Take Ted Cruz. You likely won’t find Cruz in the Senate, where he’s missed nearly 10 times as many votes as most of his colleagues. Instead, you’ll find Cruz shooting much-mocked dispatches from the southern border designed to worldbuild a fictional immigration crisis of Joe Biden’s making. The video was bogus, but it had the intended effect: Fox News snapped up the videos and spun Cruz’s fantasy into breathless, panicked reality.

Left unsaid is the fact that Cruz spent nearly a decade blocking Senate efforts to build a better and more effective immigration system. That’s legislating, and it doesn’t drive the Twitter clicks and Newsmax coverage hours that now determine who qualifies as a serious Republican presidential frontrunner. Instead, Cruz, Cawthorn, Gaetz and their ilk choose to sit outside the arena offering cable news play-by-play as if they were not also elected officials chosen to serve a public most Republicans now divide into “our audience” and “not our problem.”

Making the transition into the cushioned world of elite right-wing media isn’t just a play for cash, though that’s a real consideration in an industry where even mediocre personalities like Huckabee have made millions recycling Hillary Clinton jokes and playfully skirting explicit racism. And as Gaetz may soon learn, nothing sells on cable news quite like a conservative targeted by an FBI witch hunt. Running away to the circus offers Gaetz an attempted escape from accountability.
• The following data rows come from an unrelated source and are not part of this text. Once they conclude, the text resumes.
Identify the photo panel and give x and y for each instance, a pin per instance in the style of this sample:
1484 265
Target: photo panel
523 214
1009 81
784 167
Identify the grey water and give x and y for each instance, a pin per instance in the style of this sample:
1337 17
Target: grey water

And while Republican legislators plot futures free from the hard work of actually governing, work in Congress remains at a crawl. That’s thanks in large part to clout-chasers like Greene, who has built a media mini-empire of her own through a network of Twitter, Facebook, and media appearances so tightly branded that she has become the GOP’s new viral star. That Greene doesn’t understand or care about governing is irrelevant when her constant digital drumbeat of imagined victimhood rakes in cash for her campaign and GOP-aligned groups.

Trump helped Republicans perfect their message-over-results approach, and in doing so created a powerful world of alternate facts and negotiable reality. But that devil’s bargain also saddled Republicans with an addiction to disinformation. Enabling that dependency means turning a blind eye to outrages like Greene’s conspiracy theories and Gaetz’s alleged misconduct. What remains is a party where accountability means nothing and Twitter virality is the only standard for success.

This survival of this sad Trumpian party depends on loyalist media personalities portraying Cawthorn’s inadequacy or Cruz’s self-aggrandizement as bold protests against unnamed leftist “elites.” The constantly flowing river of right-wing media reinforcement shouted out nightly by Carlson and Hannity and a host of lesser ghouls like Dan Bongino is the lifeblood keeping the post-Trump Republican Party alive.

For do-nothing grifters like Gaetz, ascending into the firmament of Newsmax klieg lights, if that offer remains on the table after this newly revealed investigation, may be the best possible career move. But it comes at a terrible cost to our politics and our public discourse.